Cinquecento false "Fontina" sequestrate in un'azienda a La Thuile: "non idonee dal punto di vista sanitario"

comunicato stampa
Un magazzino di stagionatura della 'Fontina'

Il Corpo forestale della Valle d’Aosta comunica che il personale della stazione forestale di Pré-Saint-Didier, al termine di un indagine protrattasi per circa quaranta giorni e caratterizzata da sopralluoghi in alpeggio, acquisizioni documentali, esami testimoniali e acquisizione di perizie, ha posto sotto sequestro preventivo circa cinquecento formaggi, in una azienda agricola di La Thuile (il titolare è Aurelio Jacquemod, n.d.r.), destinati alla filiera "dop" prodotti in casere sconosciute all’Azienza Usl della Valle d’Aosta, privi di registrazione o riconoscimento ai sensi dell’articolo 6 del regolamento CE 852/04 o dell’articolo 4 del regolamento CE 853/04, non idonei da un punto di vista igienico sanitario.
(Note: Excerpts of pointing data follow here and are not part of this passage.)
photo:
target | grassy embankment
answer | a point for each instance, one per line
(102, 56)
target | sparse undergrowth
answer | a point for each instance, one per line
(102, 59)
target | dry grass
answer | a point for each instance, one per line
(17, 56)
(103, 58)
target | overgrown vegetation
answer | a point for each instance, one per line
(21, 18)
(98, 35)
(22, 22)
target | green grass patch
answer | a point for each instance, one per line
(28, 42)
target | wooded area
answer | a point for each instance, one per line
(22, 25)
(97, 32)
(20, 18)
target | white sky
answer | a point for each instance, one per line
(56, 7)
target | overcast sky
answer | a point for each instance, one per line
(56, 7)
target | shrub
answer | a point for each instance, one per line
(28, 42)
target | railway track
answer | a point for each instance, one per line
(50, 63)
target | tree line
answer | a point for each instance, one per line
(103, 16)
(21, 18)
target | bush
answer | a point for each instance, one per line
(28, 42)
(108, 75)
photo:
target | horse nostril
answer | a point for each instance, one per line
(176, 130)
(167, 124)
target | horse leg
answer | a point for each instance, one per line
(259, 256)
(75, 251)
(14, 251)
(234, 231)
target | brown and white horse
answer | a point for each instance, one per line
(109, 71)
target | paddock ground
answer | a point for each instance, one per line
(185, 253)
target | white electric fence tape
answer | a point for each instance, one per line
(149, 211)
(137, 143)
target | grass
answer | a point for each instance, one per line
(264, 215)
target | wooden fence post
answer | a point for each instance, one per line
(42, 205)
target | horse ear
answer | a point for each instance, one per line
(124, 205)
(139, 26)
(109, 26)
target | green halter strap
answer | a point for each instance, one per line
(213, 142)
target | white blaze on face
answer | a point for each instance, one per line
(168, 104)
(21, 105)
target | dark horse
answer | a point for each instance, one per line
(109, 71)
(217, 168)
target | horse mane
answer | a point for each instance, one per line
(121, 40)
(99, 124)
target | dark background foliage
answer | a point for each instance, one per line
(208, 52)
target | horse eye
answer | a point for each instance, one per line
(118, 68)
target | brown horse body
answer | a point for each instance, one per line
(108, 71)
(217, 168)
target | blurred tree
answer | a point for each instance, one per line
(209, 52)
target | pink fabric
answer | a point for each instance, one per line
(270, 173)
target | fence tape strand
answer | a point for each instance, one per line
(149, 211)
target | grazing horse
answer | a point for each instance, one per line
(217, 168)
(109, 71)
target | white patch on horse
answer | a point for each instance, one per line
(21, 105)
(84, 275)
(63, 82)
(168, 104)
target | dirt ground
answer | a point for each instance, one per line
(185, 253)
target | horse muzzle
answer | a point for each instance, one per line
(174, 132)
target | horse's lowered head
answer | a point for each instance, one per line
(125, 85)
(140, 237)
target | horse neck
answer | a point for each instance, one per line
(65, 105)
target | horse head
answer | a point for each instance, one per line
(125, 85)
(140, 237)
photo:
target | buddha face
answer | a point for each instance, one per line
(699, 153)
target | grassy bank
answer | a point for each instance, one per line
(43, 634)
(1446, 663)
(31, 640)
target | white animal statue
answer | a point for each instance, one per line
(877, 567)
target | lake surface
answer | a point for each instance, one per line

Il sequestro è stato posto con la contestuale segnalazione all’autorità giudiziaria dei contitolari della società. Gli accertamenti hanno portato all’individuazione di condotte illecite poste in essere a danno del "Consorzio produttori tutela Fontina Dop" e della "Cooperativa produttori latte e Fontina". Tali condotte sono consistite nel produrre i formaggi in casere abusive, identificandoli in modo fraudolento mediante apposizione degli elementi di tracciabilità previsti dal disciplinare di produzione della "Fontina" (caseine e "Ctf") per poi immetterli nel circuito filiera "Fontina dop" consegnandoli alla "Cooperativa produttori latte e Fontina" in vista del successivo marchio del Consorzio.
I reati sottoposti al vaglio della Magistratura inquirente sono di carattere alimentare-sanitario, oltre alla frode in commercio aggravata in danno di prodotto "Dop", falsi e induzione in errore di pubblici ufficiali.